Prasher is still looking for a research job, but he worries that after two-and-a-half years, his knowledge and skills may be out of date.

That's not what some of his former colleagues say. One called Prasher's current situation a "staggering waste of talent."

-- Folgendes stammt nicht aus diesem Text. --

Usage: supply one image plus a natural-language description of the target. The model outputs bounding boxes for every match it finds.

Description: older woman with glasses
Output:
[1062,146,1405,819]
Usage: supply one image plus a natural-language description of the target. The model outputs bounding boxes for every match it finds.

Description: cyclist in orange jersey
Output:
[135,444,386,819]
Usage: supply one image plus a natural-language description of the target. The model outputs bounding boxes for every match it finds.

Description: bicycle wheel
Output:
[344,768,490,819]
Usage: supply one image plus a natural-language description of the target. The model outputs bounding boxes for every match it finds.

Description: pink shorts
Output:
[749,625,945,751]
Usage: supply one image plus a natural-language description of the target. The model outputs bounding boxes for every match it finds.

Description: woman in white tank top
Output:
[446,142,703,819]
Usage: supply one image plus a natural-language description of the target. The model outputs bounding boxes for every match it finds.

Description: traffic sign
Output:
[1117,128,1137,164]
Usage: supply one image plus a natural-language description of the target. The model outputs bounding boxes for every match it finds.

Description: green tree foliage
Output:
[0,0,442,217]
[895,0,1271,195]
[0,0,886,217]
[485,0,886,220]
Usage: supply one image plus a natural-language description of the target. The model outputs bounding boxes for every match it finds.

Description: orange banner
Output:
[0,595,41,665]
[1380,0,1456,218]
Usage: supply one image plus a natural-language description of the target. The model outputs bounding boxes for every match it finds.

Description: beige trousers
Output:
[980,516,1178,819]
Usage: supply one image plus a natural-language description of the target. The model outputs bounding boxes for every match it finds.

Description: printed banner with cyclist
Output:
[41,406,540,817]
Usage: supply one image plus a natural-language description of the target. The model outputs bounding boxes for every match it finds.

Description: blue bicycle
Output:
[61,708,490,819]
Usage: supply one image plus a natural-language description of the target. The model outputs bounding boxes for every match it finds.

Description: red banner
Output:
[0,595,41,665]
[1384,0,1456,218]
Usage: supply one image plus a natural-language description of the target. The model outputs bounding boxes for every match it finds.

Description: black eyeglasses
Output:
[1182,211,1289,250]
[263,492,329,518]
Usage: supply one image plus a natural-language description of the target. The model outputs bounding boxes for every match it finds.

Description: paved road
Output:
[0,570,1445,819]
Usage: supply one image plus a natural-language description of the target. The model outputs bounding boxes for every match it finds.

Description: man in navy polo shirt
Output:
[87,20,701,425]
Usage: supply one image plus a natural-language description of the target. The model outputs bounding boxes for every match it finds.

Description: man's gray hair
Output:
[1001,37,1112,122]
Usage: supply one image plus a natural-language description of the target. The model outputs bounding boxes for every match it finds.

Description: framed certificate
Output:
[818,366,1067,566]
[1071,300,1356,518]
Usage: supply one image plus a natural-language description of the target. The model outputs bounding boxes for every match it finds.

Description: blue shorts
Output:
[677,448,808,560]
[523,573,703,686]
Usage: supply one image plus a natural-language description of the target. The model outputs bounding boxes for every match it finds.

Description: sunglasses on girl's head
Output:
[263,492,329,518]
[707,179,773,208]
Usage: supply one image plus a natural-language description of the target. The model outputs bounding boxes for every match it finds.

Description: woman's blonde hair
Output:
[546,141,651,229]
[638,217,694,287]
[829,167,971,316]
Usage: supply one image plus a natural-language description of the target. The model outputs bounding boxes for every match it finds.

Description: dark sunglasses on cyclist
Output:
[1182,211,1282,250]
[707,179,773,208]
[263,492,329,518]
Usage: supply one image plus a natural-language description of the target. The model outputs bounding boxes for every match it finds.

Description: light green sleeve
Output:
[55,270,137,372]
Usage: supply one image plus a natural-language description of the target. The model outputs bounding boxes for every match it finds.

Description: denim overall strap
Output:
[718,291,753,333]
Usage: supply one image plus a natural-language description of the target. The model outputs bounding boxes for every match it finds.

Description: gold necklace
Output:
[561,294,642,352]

[1] Tobias von WeiterGen hatte übrigens vor der Vergabe der Nobelpreise einen kleinen Wettbewerb gestartet, in dem man die Gewinner für Medizin und Chemie tippen konnte. Ich lag zwar bei Medizin total daneben, aber den Chemie-Nobelpreis für GFP habe ich richtig getippt und habe dafür ein WeiterGen-Shirt gewonnen! Dass ich ein Bild von dem Tshirt poste, sobald es bei mir ankommt ist ja klar!
[2] Vor kurzem wurde eine Verbindung von FRET und BiFC beschrieben, um Interaktionen von trimeren Proteinkomplexen zu untersuchen. Durch splitten des Akzeptor-FPs eines klassischen FRET-Experiments in zwei BiFC-Hälften klappt der Resonanzenergietransfer nur, wenn zuerst die beiden FP-Hälften zu einem funktionellen FP zusammengebaut werden, und anschließend das Donor-FP in räumliche Nähe kommt.
[3] Was mal wieder zeigt, wie kurzsichtig die finanziellen Trägereinrichtungen sein können.